Il y a toujours eu quelque chose de vital dans Godflesh, que même quand je ne connaissais que Streetcleaner et ne le trouvais pas si incroyable, il fallait que j'y retourne régulièrement, vérifier un truc. Avec Selfless, la question ne se pose plus, Godflesh, c'est la vie. Peut être même qu'il m'atteint plus encore que le coup de cœur relativement récent encore qu'est Messiah parce que c'est l'album le plus 90's de leur disco, et que j'y trouve même – allez, courage, il faut que ça sorte – une odeur âcre et charbonnée comme dans le grunge désabusé noirâtre pré-Nevermind. Il y a aussi, malgré la lourdeur intrinsèque hypnotique et imparable, une finesse fantastique dans la découpe harmonique, une architecture sonore et des mélodies en dentelle qui font de Broadrick, au moins le temps de cet album, le Gabriel Fauré de la musique industrielle.

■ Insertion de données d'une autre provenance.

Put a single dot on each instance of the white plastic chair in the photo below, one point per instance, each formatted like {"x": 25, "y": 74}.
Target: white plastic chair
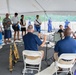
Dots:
{"x": 32, "y": 58}
{"x": 65, "y": 61}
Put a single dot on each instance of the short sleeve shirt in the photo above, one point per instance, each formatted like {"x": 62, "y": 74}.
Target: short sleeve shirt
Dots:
{"x": 67, "y": 45}
{"x": 14, "y": 19}
{"x": 31, "y": 41}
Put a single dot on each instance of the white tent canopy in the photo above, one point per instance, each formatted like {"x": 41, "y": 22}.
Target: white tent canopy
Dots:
{"x": 38, "y": 7}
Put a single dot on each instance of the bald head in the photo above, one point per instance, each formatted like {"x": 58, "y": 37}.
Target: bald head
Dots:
{"x": 30, "y": 28}
{"x": 67, "y": 32}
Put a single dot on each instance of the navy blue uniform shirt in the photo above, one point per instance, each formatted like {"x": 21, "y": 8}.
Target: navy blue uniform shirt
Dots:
{"x": 67, "y": 45}
{"x": 31, "y": 41}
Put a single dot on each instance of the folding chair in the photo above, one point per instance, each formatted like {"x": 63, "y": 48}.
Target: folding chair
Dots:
{"x": 33, "y": 59}
{"x": 65, "y": 61}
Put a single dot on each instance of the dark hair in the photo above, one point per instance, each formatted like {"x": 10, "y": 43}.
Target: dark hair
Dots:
{"x": 16, "y": 14}
{"x": 30, "y": 27}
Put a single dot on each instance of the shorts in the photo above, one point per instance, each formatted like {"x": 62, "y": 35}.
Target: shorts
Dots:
{"x": 23, "y": 29}
{"x": 15, "y": 28}
{"x": 38, "y": 28}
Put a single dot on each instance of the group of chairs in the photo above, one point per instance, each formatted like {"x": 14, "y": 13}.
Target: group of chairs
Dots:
{"x": 32, "y": 61}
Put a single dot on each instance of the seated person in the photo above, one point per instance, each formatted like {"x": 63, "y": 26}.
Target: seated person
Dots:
{"x": 61, "y": 29}
{"x": 67, "y": 45}
{"x": 31, "y": 41}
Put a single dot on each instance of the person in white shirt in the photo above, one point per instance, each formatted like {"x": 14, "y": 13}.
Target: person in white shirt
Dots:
{"x": 23, "y": 25}
{"x": 15, "y": 26}
{"x": 37, "y": 24}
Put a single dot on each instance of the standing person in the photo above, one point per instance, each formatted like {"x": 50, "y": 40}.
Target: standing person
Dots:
{"x": 15, "y": 26}
{"x": 31, "y": 41}
{"x": 7, "y": 29}
{"x": 23, "y": 25}
{"x": 37, "y": 24}
{"x": 49, "y": 25}
{"x": 66, "y": 23}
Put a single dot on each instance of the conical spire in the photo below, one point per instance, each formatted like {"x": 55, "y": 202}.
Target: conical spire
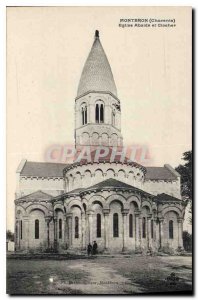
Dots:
{"x": 97, "y": 75}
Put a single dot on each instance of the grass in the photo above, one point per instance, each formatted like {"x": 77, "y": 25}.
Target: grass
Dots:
{"x": 102, "y": 275}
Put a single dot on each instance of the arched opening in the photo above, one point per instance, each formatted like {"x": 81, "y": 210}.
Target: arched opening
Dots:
{"x": 84, "y": 114}
{"x": 83, "y": 121}
{"x": 101, "y": 113}
{"x": 144, "y": 227}
{"x": 115, "y": 225}
{"x": 60, "y": 228}
{"x": 98, "y": 226}
{"x": 170, "y": 229}
{"x": 130, "y": 225}
{"x": 152, "y": 229}
{"x": 21, "y": 229}
{"x": 97, "y": 113}
{"x": 36, "y": 229}
{"x": 76, "y": 227}
{"x": 113, "y": 118}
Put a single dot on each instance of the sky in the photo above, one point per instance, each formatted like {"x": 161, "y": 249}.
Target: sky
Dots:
{"x": 46, "y": 50}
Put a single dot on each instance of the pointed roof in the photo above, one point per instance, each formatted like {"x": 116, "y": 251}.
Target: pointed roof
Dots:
{"x": 97, "y": 75}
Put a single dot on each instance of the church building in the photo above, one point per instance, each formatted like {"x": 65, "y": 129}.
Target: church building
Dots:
{"x": 120, "y": 204}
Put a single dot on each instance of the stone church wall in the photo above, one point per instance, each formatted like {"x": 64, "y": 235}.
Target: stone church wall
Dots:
{"x": 28, "y": 185}
{"x": 171, "y": 187}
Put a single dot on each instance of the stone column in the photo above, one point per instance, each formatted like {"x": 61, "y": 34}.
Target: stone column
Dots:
{"x": 26, "y": 232}
{"x": 180, "y": 232}
{"x": 106, "y": 228}
{"x": 155, "y": 233}
{"x": 16, "y": 236}
{"x": 90, "y": 220}
{"x": 137, "y": 229}
{"x": 55, "y": 233}
{"x": 47, "y": 220}
{"x": 124, "y": 228}
{"x": 65, "y": 231}
{"x": 69, "y": 226}
{"x": 149, "y": 231}
{"x": 161, "y": 232}
{"x": 83, "y": 239}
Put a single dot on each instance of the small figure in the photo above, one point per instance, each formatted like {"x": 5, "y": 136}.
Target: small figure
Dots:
{"x": 89, "y": 249}
{"x": 95, "y": 246}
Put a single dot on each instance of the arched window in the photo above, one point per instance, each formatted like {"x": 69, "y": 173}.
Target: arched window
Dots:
{"x": 36, "y": 229}
{"x": 115, "y": 225}
{"x": 152, "y": 229}
{"x": 21, "y": 229}
{"x": 82, "y": 116}
{"x": 98, "y": 225}
{"x": 170, "y": 229}
{"x": 99, "y": 112}
{"x": 84, "y": 113}
{"x": 76, "y": 227}
{"x": 113, "y": 118}
{"x": 143, "y": 227}
{"x": 130, "y": 225}
{"x": 16, "y": 230}
{"x": 60, "y": 228}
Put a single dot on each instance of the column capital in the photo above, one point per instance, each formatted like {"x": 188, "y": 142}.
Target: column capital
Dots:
{"x": 179, "y": 220}
{"x": 89, "y": 213}
{"x": 106, "y": 211}
{"x": 48, "y": 218}
{"x": 137, "y": 212}
{"x": 69, "y": 215}
{"x": 125, "y": 212}
{"x": 161, "y": 219}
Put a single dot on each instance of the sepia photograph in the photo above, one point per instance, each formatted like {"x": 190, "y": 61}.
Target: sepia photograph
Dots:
{"x": 99, "y": 150}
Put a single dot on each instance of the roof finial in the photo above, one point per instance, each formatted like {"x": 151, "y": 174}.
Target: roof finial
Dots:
{"x": 97, "y": 34}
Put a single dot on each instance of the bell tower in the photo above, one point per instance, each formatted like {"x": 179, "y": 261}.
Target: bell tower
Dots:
{"x": 97, "y": 108}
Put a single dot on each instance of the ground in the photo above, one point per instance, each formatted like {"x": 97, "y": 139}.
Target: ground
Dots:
{"x": 100, "y": 275}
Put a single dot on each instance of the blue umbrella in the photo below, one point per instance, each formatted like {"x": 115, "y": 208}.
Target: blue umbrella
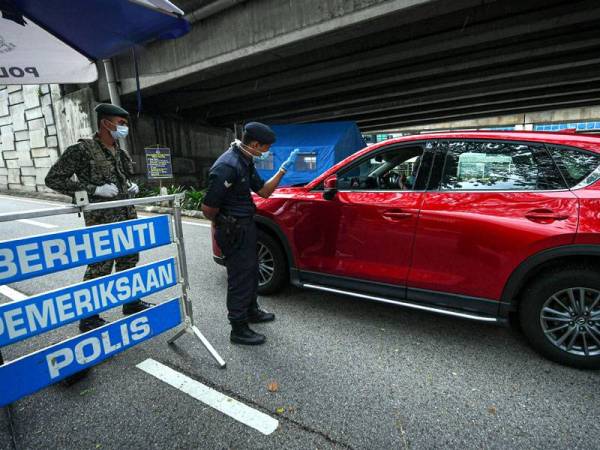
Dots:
{"x": 57, "y": 41}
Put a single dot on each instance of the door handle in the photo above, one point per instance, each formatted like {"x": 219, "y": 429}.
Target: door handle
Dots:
{"x": 397, "y": 215}
{"x": 544, "y": 216}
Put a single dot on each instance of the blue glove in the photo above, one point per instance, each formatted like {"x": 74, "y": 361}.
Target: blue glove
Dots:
{"x": 288, "y": 163}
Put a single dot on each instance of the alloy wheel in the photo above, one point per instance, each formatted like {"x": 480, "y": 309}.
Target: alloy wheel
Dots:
{"x": 266, "y": 264}
{"x": 570, "y": 319}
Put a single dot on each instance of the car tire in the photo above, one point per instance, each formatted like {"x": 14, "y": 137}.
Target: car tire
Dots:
{"x": 273, "y": 270}
{"x": 553, "y": 316}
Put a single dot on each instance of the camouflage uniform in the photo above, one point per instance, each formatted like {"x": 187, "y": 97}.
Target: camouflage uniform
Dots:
{"x": 94, "y": 165}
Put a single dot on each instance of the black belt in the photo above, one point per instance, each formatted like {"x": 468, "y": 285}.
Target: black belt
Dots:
{"x": 224, "y": 219}
{"x": 244, "y": 220}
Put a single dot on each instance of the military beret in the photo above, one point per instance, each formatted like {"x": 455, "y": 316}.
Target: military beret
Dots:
{"x": 106, "y": 109}
{"x": 259, "y": 132}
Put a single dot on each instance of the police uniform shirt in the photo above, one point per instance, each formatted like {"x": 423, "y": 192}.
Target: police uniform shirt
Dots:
{"x": 230, "y": 180}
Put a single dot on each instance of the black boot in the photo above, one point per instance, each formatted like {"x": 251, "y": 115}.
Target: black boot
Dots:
{"x": 242, "y": 334}
{"x": 138, "y": 306}
{"x": 258, "y": 315}
{"x": 91, "y": 323}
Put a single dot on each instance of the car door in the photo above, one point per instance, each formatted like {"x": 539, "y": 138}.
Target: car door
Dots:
{"x": 493, "y": 204}
{"x": 365, "y": 232}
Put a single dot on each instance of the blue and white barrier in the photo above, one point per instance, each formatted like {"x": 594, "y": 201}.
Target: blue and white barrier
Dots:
{"x": 40, "y": 255}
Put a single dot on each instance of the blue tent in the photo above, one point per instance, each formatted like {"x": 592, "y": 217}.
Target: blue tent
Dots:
{"x": 321, "y": 146}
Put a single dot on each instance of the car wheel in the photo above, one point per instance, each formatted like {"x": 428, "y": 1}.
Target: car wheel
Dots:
{"x": 272, "y": 265}
{"x": 560, "y": 315}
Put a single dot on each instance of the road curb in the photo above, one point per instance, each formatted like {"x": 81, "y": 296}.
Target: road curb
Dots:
{"x": 66, "y": 199}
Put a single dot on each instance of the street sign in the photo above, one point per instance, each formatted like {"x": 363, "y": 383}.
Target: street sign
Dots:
{"x": 158, "y": 163}
{"x": 23, "y": 319}
{"x": 21, "y": 259}
{"x": 37, "y": 370}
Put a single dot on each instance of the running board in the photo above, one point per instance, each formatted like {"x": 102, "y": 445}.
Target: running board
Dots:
{"x": 446, "y": 312}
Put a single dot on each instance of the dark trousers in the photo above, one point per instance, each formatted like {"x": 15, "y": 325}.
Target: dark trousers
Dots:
{"x": 104, "y": 268}
{"x": 241, "y": 261}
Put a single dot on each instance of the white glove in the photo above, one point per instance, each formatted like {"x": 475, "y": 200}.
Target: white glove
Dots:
{"x": 106, "y": 191}
{"x": 133, "y": 188}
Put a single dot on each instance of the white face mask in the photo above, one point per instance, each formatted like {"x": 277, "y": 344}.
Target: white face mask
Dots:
{"x": 262, "y": 157}
{"x": 121, "y": 132}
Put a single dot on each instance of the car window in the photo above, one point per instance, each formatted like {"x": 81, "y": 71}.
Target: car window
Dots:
{"x": 580, "y": 168}
{"x": 498, "y": 166}
{"x": 394, "y": 169}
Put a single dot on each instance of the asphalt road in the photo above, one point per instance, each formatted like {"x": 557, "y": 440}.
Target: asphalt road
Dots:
{"x": 350, "y": 374}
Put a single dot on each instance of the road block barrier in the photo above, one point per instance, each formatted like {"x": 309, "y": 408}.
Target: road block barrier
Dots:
{"x": 26, "y": 258}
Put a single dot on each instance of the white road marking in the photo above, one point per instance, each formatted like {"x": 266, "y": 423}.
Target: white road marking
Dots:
{"x": 37, "y": 224}
{"x": 227, "y": 405}
{"x": 11, "y": 293}
{"x": 207, "y": 225}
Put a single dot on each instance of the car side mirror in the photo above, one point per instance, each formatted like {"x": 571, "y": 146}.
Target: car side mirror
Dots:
{"x": 330, "y": 186}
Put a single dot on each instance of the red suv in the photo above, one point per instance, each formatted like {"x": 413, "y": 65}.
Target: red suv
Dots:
{"x": 488, "y": 226}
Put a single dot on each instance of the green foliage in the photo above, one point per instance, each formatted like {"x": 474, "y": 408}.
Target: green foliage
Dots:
{"x": 193, "y": 198}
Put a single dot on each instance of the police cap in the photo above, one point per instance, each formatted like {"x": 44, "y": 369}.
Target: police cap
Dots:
{"x": 260, "y": 132}
{"x": 108, "y": 110}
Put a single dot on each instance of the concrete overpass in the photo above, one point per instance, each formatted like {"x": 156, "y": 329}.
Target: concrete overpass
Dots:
{"x": 387, "y": 64}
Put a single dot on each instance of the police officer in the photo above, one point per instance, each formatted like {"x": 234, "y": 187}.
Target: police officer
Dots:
{"x": 104, "y": 170}
{"x": 228, "y": 203}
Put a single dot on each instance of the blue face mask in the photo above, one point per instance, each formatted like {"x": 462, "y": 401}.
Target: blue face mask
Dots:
{"x": 120, "y": 133}
{"x": 263, "y": 156}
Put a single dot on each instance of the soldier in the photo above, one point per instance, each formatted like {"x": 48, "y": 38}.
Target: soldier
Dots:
{"x": 228, "y": 203}
{"x": 104, "y": 170}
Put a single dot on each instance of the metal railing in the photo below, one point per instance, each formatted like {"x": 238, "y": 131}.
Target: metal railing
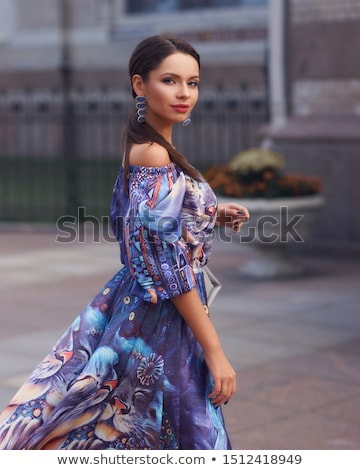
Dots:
{"x": 56, "y": 157}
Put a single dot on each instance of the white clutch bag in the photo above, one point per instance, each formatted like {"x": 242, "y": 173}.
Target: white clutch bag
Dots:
{"x": 212, "y": 285}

Selfless dépouille et fascine, comme le liquide se tourmente en apesanteur. Le truc, c'est de pas rester bêtement à le dévorer des yeux tant qu'il flotte devant, mais qu'il faut y plonger la tête et s'en abreuver abondamment, et que les poumons s'en imprègnent allègrement. Que l'on n'ait aucune crainte de la noyade, Selfless, c'est du liquide amniotique.

Que ceux qui n'ont pas encore cerné ce que le qualificatif d'organique venait faire en musique viennent y satisfaire leur curiosité et sentir comme la chaleur cardiaque inonde le métal glacé de Godflesh, voir à travers toute chose l'assemblage moléculaire, comme chaque acide aminé est ramené à l'atome originel, et sentir au final comme Selfless assimile toute ta constitution et te comprend.

Puisque cet album est stupeur éternelle et émerveillement décérébré, vous me permettrez l'emprunt de cette formule usitée habituellement non loin d'ici - meilleur moment pour écouter le disque : à la naissance.